I could go on but you all know the rules, even if you’ve never contemplated them before. I think we are only tolerating the ‘wars’ we have now because we know that on the one hand whilst even one death is unjustifiable and intolerable that on the other hand unless you are losing 20,000 a day you are only playing at war.
Sad, but true.
Curmudgeon,
ReplyDeleteThe Zani score isn't a retrospective measure of harm caused. By that scale Greenpeace would beat the Tea Party, and both would be indistinguishable from the Red Cross on any scale that included, for example, the Khmer Rouge.
The Zani score is intended, semi-seriously, to be a measure of how concerned one should be about nascent entities or organizations. It tries to measure social structures that, 999/1000 times go nowhere, but 1/1000 times lead, given chance and circumstance, to very bad things.
It is odd that the Tea Party has such a high Zani score -- I didn't expect that. Maybe, however, if we were to run a simulation of America over the next 20 years, and that simulation included complete economic collapse, we'd find that some offspring of the Tea Party ended up being a very bad thing.
We can't (yet) run those simulations of course, so our only guide is historical analysis (the same kind of research that often gives us misleading ideas of medical disorders - but we can't really do double blind trials here).

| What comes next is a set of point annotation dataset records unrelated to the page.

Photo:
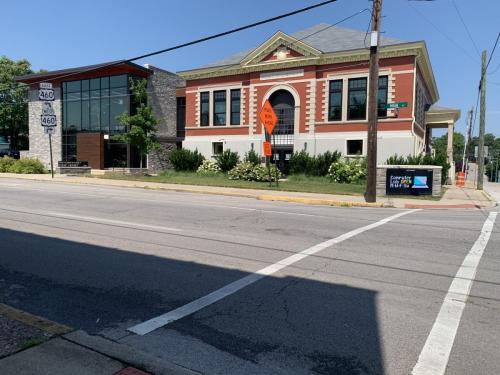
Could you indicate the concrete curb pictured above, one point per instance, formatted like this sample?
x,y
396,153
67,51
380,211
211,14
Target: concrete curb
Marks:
x,y
315,201
42,324
126,354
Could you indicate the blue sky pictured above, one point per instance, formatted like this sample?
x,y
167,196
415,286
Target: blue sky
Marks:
x,y
61,34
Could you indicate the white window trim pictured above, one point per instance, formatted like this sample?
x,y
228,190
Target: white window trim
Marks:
x,y
363,147
210,91
345,94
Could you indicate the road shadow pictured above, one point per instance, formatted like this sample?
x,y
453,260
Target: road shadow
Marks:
x,y
324,327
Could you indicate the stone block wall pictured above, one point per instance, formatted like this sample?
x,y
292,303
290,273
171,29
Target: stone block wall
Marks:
x,y
162,86
382,175
38,140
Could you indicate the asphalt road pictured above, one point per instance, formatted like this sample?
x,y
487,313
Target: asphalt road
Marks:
x,y
364,302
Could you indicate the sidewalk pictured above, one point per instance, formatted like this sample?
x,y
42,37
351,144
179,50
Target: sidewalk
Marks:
x,y
454,197
32,345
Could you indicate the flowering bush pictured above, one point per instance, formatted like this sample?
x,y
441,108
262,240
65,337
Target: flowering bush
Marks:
x,y
251,172
347,171
208,167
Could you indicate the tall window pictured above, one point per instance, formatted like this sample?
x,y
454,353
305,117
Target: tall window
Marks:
x,y
335,101
204,108
382,96
92,105
235,106
220,107
357,99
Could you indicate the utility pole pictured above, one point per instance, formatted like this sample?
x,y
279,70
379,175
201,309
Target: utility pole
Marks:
x,y
371,154
482,112
468,138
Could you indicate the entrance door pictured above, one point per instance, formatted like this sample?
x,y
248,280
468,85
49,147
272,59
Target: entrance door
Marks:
x,y
283,104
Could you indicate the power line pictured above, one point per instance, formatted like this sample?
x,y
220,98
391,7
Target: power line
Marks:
x,y
466,28
493,51
441,32
196,41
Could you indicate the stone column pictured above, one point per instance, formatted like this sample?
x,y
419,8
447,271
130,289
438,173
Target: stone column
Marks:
x,y
449,153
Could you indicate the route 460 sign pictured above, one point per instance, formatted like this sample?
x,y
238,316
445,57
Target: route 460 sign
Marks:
x,y
46,94
48,120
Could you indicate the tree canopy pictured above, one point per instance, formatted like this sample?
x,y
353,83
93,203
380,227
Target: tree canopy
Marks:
x,y
14,102
141,126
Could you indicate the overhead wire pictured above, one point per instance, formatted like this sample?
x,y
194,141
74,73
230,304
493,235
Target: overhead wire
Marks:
x,y
193,42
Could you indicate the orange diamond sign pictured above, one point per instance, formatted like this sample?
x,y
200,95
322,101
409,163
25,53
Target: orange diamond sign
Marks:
x,y
268,117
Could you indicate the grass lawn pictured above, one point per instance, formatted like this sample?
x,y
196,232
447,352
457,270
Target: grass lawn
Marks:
x,y
298,183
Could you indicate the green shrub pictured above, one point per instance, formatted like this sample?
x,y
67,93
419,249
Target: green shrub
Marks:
x,y
186,160
252,157
251,172
27,166
208,167
300,163
347,171
6,163
322,162
439,160
227,160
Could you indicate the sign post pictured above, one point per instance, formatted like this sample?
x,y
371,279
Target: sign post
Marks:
x,y
269,120
48,117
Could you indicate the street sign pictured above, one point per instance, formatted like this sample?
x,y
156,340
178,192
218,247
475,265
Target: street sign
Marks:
x,y
268,117
49,130
47,108
48,120
46,94
396,105
267,149
476,151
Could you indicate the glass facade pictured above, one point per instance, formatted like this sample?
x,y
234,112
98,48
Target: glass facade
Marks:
x,y
93,105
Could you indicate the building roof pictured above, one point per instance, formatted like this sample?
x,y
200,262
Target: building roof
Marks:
x,y
70,72
324,37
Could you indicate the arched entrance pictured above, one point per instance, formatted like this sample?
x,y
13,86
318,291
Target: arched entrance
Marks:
x,y
283,104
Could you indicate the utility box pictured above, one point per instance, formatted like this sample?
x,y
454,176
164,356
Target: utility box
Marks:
x,y
409,180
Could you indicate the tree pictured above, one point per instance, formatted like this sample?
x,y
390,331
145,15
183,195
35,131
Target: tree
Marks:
x,y
441,144
14,102
141,126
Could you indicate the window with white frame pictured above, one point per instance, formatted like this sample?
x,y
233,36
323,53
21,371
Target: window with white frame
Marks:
x,y
354,147
235,106
335,100
219,108
217,148
204,108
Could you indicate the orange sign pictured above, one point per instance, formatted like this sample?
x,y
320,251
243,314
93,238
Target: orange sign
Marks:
x,y
268,117
267,149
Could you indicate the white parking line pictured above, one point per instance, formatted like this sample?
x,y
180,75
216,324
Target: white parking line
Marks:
x,y
436,352
190,308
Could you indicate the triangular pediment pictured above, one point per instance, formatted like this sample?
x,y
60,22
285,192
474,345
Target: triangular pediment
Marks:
x,y
280,47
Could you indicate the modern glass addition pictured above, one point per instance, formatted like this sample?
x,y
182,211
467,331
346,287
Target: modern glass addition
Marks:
x,y
93,105
219,108
204,108
357,99
335,100
235,106
382,96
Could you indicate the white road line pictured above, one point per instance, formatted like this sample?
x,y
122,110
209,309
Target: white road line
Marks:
x,y
436,352
190,308
97,220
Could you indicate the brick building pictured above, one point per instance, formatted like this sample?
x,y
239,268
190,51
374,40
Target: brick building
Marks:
x,y
88,101
317,83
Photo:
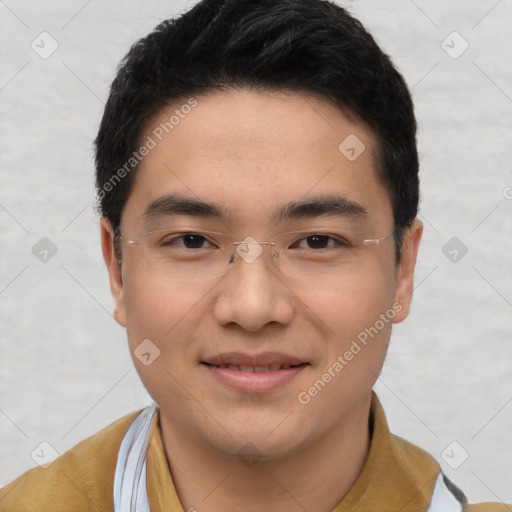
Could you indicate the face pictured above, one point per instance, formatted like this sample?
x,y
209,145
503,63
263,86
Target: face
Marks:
x,y
220,346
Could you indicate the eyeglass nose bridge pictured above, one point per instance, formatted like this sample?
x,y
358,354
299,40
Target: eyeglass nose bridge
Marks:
x,y
250,258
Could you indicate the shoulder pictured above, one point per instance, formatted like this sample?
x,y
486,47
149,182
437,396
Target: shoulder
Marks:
x,y
83,476
488,507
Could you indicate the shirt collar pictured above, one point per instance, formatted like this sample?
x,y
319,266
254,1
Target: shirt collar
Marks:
x,y
397,476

Can you suggest some changes that would, without resort to retrospective measures like 'control of a state', give us a lower ranking for the Tea Party? I do agree their rank seems too high.
Paul,
ReplyDeleteSome time ago I read an analysis of modern conflict that made the case that we were doing very well by historic standards -- even when the baseline was the post-WW II period. I think it was in The Economist.
I went looking for that article a few months ago but, oddly, I couldn't find it.
As to the future of civilization in the face of low cost havoc (bioweapons, etc), climate disruption, peak oil, malthusian collapse and disruptive tech (esp. AI) - it does look fairly grim. The only consolation is that I really don't understand how we survived the discovery of fusion bombs. Maybe we have a fairy godmother somewhere.